Presiden hanyalah koordinator kerja yang akan memimpin langkah kerja pemerintah. Dalam hal ini presiden adalah seseorang yang dipilih untuk memikirkan pola kerja pemerintah. Dia juga seorang manusia biasa yang harus berpikir keras untuk menghasilkan sebuah terobosan baru dalam mengatur kinerja timya. Bersama wakil presiden, menteri dan anggota dewan, seorang presiden haruslah mampu bekerja sama menghasilkan sebuah rancangan progran. Dan pada akhirnya semua hasil ini diharapkan untuk mencapai kesejahteraan masyarakat luas.

Dan menjadi suatu pembodohan masal jika pada pemilu presiden mendatang setiap pemilih membebankan perubahan ini hanya pada seorang presiden semata.
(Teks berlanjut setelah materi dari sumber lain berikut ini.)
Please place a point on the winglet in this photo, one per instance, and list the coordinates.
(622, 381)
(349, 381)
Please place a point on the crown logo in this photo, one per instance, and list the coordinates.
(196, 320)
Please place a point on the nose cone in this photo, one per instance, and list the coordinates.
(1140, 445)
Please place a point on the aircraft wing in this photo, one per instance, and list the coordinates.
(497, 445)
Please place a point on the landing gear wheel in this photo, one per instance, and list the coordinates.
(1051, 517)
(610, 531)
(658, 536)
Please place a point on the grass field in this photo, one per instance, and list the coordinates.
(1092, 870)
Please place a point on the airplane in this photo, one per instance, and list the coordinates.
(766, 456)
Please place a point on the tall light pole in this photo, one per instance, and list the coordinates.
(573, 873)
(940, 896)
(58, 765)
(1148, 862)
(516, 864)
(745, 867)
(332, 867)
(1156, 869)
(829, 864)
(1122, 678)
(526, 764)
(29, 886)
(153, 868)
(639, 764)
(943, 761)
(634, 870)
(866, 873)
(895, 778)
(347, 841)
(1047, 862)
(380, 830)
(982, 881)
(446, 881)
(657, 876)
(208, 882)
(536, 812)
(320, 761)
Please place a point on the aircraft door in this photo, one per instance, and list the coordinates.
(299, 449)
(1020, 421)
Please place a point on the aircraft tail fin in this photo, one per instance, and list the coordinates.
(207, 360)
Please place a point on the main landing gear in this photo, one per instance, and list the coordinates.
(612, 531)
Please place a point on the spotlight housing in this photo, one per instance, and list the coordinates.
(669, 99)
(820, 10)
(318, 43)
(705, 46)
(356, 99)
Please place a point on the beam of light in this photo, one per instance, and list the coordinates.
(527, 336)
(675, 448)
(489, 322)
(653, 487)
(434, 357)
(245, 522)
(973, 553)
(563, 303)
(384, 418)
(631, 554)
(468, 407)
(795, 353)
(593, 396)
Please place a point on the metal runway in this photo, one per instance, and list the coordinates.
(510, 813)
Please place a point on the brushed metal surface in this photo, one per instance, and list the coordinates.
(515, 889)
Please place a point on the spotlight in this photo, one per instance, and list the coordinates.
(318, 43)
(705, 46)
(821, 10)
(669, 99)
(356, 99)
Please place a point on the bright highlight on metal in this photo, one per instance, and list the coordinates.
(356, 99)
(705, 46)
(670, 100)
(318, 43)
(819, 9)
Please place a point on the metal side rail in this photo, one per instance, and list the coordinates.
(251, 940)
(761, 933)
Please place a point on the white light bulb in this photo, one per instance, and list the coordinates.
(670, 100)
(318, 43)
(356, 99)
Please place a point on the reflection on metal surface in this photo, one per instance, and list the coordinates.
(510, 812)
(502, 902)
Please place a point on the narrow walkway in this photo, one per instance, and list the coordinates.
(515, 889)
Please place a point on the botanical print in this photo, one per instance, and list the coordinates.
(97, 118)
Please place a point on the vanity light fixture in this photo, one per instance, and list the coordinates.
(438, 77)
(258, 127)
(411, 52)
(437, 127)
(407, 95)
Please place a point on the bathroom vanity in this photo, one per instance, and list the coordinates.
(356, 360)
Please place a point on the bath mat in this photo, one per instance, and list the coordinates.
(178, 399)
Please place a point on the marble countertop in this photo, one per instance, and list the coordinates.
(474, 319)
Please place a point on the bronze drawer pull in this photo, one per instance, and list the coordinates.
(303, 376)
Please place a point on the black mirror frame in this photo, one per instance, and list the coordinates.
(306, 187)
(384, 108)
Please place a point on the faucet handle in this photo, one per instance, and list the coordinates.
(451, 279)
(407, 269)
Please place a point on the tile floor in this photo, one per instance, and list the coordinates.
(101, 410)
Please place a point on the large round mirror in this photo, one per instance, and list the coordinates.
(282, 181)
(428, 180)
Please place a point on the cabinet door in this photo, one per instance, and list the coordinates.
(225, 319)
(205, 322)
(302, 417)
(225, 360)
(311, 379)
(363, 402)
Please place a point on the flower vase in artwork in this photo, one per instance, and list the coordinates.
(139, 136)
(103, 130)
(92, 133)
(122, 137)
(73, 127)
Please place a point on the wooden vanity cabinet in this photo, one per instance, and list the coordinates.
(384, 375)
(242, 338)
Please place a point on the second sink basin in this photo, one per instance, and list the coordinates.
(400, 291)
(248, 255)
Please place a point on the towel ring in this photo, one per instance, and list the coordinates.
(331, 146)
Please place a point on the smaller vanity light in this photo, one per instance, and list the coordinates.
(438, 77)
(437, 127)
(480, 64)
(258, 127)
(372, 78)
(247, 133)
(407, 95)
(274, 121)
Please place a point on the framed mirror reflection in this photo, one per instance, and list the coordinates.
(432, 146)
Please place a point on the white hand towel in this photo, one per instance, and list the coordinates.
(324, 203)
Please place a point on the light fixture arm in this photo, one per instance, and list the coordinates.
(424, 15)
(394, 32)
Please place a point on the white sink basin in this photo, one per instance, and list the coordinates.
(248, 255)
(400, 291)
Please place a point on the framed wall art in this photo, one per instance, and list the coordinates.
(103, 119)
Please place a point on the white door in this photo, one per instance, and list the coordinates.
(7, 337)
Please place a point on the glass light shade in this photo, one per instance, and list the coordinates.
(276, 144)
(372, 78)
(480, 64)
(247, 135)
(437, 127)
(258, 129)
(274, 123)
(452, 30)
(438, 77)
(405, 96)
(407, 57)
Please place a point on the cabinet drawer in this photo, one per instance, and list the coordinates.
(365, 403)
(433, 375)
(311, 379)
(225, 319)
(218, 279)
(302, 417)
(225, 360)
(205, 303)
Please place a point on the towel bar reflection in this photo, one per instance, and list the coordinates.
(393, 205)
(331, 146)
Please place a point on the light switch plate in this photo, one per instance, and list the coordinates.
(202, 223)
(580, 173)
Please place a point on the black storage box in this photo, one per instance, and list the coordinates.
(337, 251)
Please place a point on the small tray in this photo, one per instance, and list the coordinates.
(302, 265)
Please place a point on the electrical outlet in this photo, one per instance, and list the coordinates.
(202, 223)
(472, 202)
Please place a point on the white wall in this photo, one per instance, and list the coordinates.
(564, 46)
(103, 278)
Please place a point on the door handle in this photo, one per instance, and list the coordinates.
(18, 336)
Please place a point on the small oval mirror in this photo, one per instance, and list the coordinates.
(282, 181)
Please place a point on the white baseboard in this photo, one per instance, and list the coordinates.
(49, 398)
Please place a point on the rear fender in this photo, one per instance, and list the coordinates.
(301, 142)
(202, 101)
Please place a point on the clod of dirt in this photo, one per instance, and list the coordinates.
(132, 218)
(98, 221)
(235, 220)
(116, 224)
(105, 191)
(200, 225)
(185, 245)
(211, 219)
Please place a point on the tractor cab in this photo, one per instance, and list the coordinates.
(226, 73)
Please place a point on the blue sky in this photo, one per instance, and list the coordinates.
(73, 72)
Sebuah kesalahan persepsi jika kita masih menganggap bahwa presiden bak seorang malaikat pembawa rezeki. Memilih-milih para calon dengan mempertimbangkan faktor keberuntungannya jika dia terpilih menjadi sang pemimpin.

Seorang pemilih yang baik haruslah memikirkan matang-matang pilihan pemimpinya. Menimbang-nimbang pilihannya yang dirasakan menjadi sosok dapat dipercaya,mampu mengelola tim dengan baik, dan mempunyai pemikiran kreatif dalam memikirkan jalan kehidupan pemerintahan yang dikelolanya. Karena pada akhirnya, semua ini akan dikembalikan dan dirasakan oleh masyarakat luas.

Setiap diri kita adalah agen perubahan, setidaknya bagi diri kita masing-masing. Lalu, mengapa harus seorang presiden? Jika kita lebih bepikir kritis, maka masing-masing dari kita akan bisa memberikan suatu sumbangan perubahan baru. Misalkan setiap satu orang telah mampu membawa perubahan lebih baik, maka tak bisa dipungkiri lagi jika masa depan Indonesia akan menjadi lebih indah dan cemerlang.